VFIO manages the DMA mapping itself. To support IOPF for VFIO
devices, we add a VFIO page fault handler to serve the reported
page faults from the IOMMU driver. Besides, we can pre-map more
pages than requested at once to optimize for fewer page fault
handlings.

Signed-off-by: Shenming Lu <lushenm...@huawei.com>
---
 drivers/vfio/vfio.c             |  35 +++++++
 drivers/vfio/vfio_iommu_type1.c | 167 ++++++++++++++++++++++++++++++++
 include/linux/vfio.h            |   5 +
 3 files changed, 207 insertions(+)

diff --git a/drivers/vfio/vfio.c b/drivers/vfio/vfio.c
index 38779e6fd80c..77b29bbd3027 100644
--- a/drivers/vfio/vfio.c
+++ b/drivers/vfio/vfio.c
@@ -2354,6 +2354,41 @@ struct iommu_domain *vfio_group_iommu_domain(struct 
vfio_group *group)
 }
 EXPORT_SYMBOL_GPL(vfio_group_iommu_domain);
 
+int vfio_iommu_dev_fault_handler(struct iommu_fault *fault, void *data)
+{
+       struct device *dev = (struct device *)data;
+       struct vfio_container *container;
+       struct vfio_group *group;
+       struct vfio_iommu_driver *driver;
+       int ret;
+
+       if (!dev)
+               return -EINVAL;
+
+       group = vfio_group_get_from_dev(dev);
+       if (!group)
+               return -ENODEV;
+
+       ret = vfio_group_add_container_user(group);
+       if (ret)
+               goto out;
+
+       container = group->container;
+       driver = container->iommu_driver;
+       if (likely(driver && driver->ops->dma_map_iopf))
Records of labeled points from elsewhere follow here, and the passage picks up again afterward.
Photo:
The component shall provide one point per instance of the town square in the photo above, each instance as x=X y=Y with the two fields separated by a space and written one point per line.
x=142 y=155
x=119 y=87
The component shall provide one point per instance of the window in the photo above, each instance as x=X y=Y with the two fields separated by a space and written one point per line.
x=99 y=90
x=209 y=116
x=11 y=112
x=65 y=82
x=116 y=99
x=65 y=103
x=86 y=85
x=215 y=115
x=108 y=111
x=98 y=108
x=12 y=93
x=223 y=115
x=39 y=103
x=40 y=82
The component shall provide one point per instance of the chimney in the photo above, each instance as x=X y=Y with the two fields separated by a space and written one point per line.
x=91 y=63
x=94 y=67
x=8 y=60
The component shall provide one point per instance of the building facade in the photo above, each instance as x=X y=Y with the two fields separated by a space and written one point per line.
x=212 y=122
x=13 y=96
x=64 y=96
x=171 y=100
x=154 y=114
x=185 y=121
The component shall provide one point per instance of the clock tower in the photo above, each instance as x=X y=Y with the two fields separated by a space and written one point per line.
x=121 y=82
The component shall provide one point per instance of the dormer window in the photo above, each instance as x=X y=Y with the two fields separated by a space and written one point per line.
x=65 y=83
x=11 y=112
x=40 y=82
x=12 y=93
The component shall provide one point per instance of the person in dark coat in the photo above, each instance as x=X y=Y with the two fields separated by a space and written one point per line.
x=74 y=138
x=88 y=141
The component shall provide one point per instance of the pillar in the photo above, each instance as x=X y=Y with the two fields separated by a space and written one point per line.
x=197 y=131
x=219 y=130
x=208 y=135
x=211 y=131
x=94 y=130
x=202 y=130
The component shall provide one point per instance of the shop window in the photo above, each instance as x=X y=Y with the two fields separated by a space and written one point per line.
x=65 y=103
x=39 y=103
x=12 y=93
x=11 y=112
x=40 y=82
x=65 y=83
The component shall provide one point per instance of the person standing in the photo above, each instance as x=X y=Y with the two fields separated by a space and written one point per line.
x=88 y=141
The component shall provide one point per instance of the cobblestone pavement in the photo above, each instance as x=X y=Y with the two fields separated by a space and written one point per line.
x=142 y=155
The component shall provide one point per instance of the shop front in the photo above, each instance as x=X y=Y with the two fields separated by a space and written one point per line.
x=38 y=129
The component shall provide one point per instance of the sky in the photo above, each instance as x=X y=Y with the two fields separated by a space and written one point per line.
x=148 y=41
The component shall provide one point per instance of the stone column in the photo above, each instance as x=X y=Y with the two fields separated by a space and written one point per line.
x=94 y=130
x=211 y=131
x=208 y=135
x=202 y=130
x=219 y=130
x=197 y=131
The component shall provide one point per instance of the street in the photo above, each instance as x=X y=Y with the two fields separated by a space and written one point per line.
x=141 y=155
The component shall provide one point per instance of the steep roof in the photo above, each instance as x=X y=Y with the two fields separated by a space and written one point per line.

+               ret = driver->ops->dma_map_iopf(container->iommu_data,
+                                               fault, dev);
+       else
+               ret = -ENOTTY;
+
+       vfio_group_try_dissolve_container(group);
+
+out:
+       vfio_group_put(group);
+       return ret;
+}
+EXPORT_SYMBOL_GPL(vfio_iommu_dev_fault_handler);
+
 /**
  * Module/class support
  */
diff --git a/drivers/vfio/vfio_iommu_type1.c b/drivers/vfio/vfio_iommu_type1.c
index 03ccc11057af..167d52c1468b 100644
--- a/drivers/vfio/vfio_iommu_type1.c
+++ b/drivers/vfio/vfio_iommu_type1.c
@@ -3330,6 +3330,172 @@ static void vfio_iommu_type1_notify(void *iommu_data,
        wake_up_all(&iommu->vaddr_wait);
 }
 
+/*
+ * To optimize for fewer page fault handlings, try to
+ * pre-map more pages than requested.
+ */
+#define IOPF_PREMAP_LEN                512
+
+static void unpin_pages_iopf(struct vfio_dma *dma,
+                            unsigned long pfn, unsigned long npages)
+{
+       while (npages--)
+               put_pfn(pfn++, dma->prot);
+}
+
+/*
+ * Return 0 on success or a negative error code, the
+ * number of pages contiguously pinned is in @*pinned.
+ */
+static int pin_pages_iopf(struct vfio_dma *dma, unsigned long vaddr,
+                         unsigned long npages, unsigned long *pfn_base,
+                         unsigned long *pinned, struct vfio_batch *batch)
+{
+       struct mm_struct *mm;
+       unsigned long pfn;
+       int ret = 0;
+       *pinned = 0;
+
+       mm = get_task_mm(dma->task);
+       if (!mm)
+               return -ENODEV;
+
+       if (batch->size) {
+               *pfn_base = page_to_pfn(batch->pages[batch->offset]);
+               pfn = *pfn_base;
+       } else
+               *pfn_base = 0;
+
+       while (npages) {
+               if (!batch->size) {
+                       unsigned long req_pages = min_t(unsigned long, npages,
+                                                       batch->capacity);
+
+                       ret = vaddr_get_pfns(mm, vaddr, req_pages, dma->prot,
+                                            &pfn, batch->pages);
+                       if (ret < 0)
+                               goto out;
+
+                       batch->size = ret;
+                       batch->offset = 0;
+                       ret = 0;
+
+                       if (!*pfn_base)
+                               *pfn_base = pfn;
+               }
+
+               while (true) {
+                       if (pfn != *pfn_base + *pinned)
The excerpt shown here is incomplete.